Synchronize Your Data with rsync

Rsync is the perfect synchronization tool for keeping your data in sync. The program manages file properties and uses SSH to encrypt your data, and it is perfect for transferring large volumes of data if the target computer has a copy of a previous version. Rsync checks for differences between the source and target versions. The tool that has been developed by the Samba team uses an efficient checksum-search algorithm for comparing data; rsync only transfers the differences between the two sides and therefore saves time and bandwidth.

In Sync

The generic syntax for rsync is rsync [options] source target, where target can be a local target on the same machine or a remote target on another machine. The choice of source and target is critical; decide carefully in which direction you will by synchronizing to avoid loss of data. If you’re not sure that you’re using the correct options or the correct source/​target, you can run rsync with the ‑n flag to tell the program to perform a trial run. Additionally, you can increase the amount of information by defining ‑v and switching to verbose output.

To mirror a directory dir1 on a local machine, for example, type:

$ rsync dir1/* dir2/
skipping directory foo
skipping directory bar
skipping non‑regular file "text.txt"

As the output shows, rsync would transfer normal files but leave out subdirectories and symbolic links (non‑regular file). To transfer directories recursively down to the lowest level, you should specify the ‑r option. Using the ‑l flag additionally picks up your symlinks. Of course, a combination of the options is also possible:

rsync ‑lr dir1/* dir2/

Rsync has an alternative approach to handling symlinks. If you replace ‑l with ‑L, the program will resolve the link, and your former symlinks will end up as “normal” files at the target.

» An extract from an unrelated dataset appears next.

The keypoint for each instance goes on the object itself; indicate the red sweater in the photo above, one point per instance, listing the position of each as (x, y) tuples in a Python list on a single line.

Be careful with the slash – appending a slash to a directory name influences the way rsync handles an operation (see the “Common Rsync Traps” box).

Common Rsync Traps

Some rsync options could cause trouble if you don’t use them with caution. Being aware of these common mistakes can help.

  • Most users find the final slash for directories confusing at first. For example, if you call rsync ‑a source/folder target/, rsync will transfer the directory called folder and its contents to the target directory. If the directory folder doesn’t exist, rsync will create it. If you append a slash to source/folder/, rsync will only transfer the contents of folder. That means a file source/folder/foo.txt is being transferred to target/foo.txt instead of target/folder/foo.txt.
  • An absolute classic troublemaker is the option ‑ ‑delete. If you get source and target mixed up, ‑ ‑delete will happily delete several original files. To be on the safe side, remember to use ‑n in a test run.
  • If a transfer is interrupted and you’re using the ‑ ‑partial flag, rsync saves parts of the file under the same name as the original, which is not always helpful. Imagine that you’re using rsync to update a large and existing ISO image of your favorite distribution (like a Release Candidate). The transfer of the new version gets interrupted after just a few bytes. Rsync will overwrite your original file with the smaller part of the ISO image from the server, and you’ll have lost your current file and have to start from scratch.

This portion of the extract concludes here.